Sorry for the lack of clarity. The Cython parser results that I quoted uses labelled parsing with beam search. There are various versions in the repo, but there's definitely a configuration that runs the Zhang and Nivre (2011) experiment verbatim, with exactly the same feature templates, and the same results that they get. Replicating those results was essential to implementing the parser correctly.

habeanf · on April 28, 2014

Apologies, could you add yet more clarity? According to the blog post your results are:

Parser Accuracy Speed (w/s) Language LOC

Stanford 89.6% 19 Java > 50,000[1]

parser.py 89.8% 2,020 Python ~500

Redshift 93.6% 2,580 Cython ~4,000

Are these the labeled parsing results you are referring to? How many sents/sec? Using same PTB data sets as Zhang and Nivre '11?

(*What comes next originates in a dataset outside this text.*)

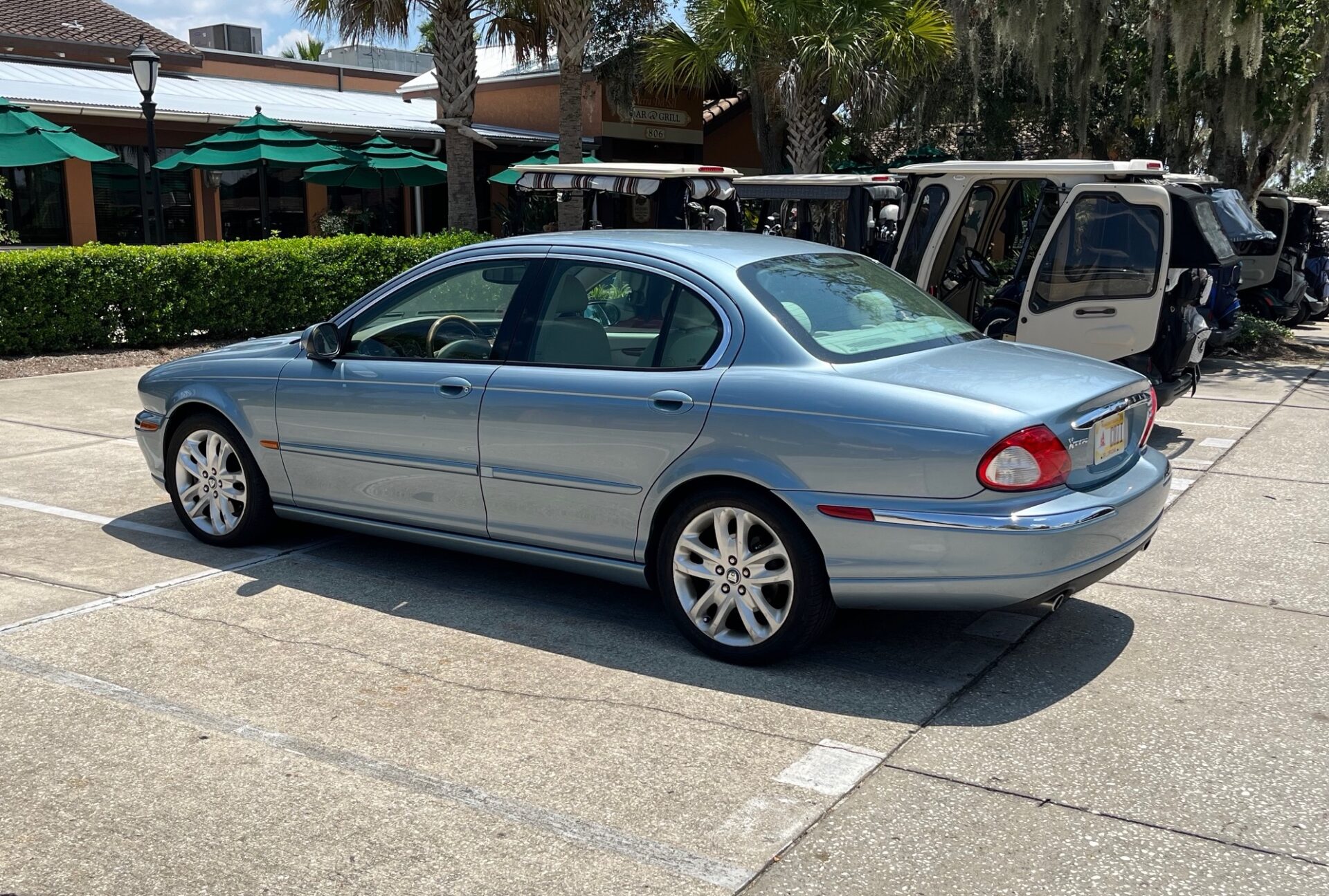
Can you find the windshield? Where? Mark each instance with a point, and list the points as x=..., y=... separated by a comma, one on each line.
x=846, y=307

syllogism · on April 28, 2014

Those are Unlabelled Accuracy score results, but Redshift is quietly computing the dependency labels, while parser.py does not. Running Redshift in unlabelled mode gives very fast parse times, but about 1% less accuracy. The labels are really good, both as features and as a way to divide the problem space.

The data sets are the _Stanford_ labels, where the main results in Zhang and Nivre refer to MALT labels. Z&N do provide a single Stanford accuracy in their results, of 93.5% UAS.

Sentences per second should be just over 100. I use k=8 with some extra features referring to words further down the stack, where Z&N use k=64. Right at the bottom of the post, you can find the commit SHA and the commands for the experiment.

zehavoc · on April 29, 2014

Hi, how does this parser compare to clearnlp? it's supposed to be also super fast and very accurate to?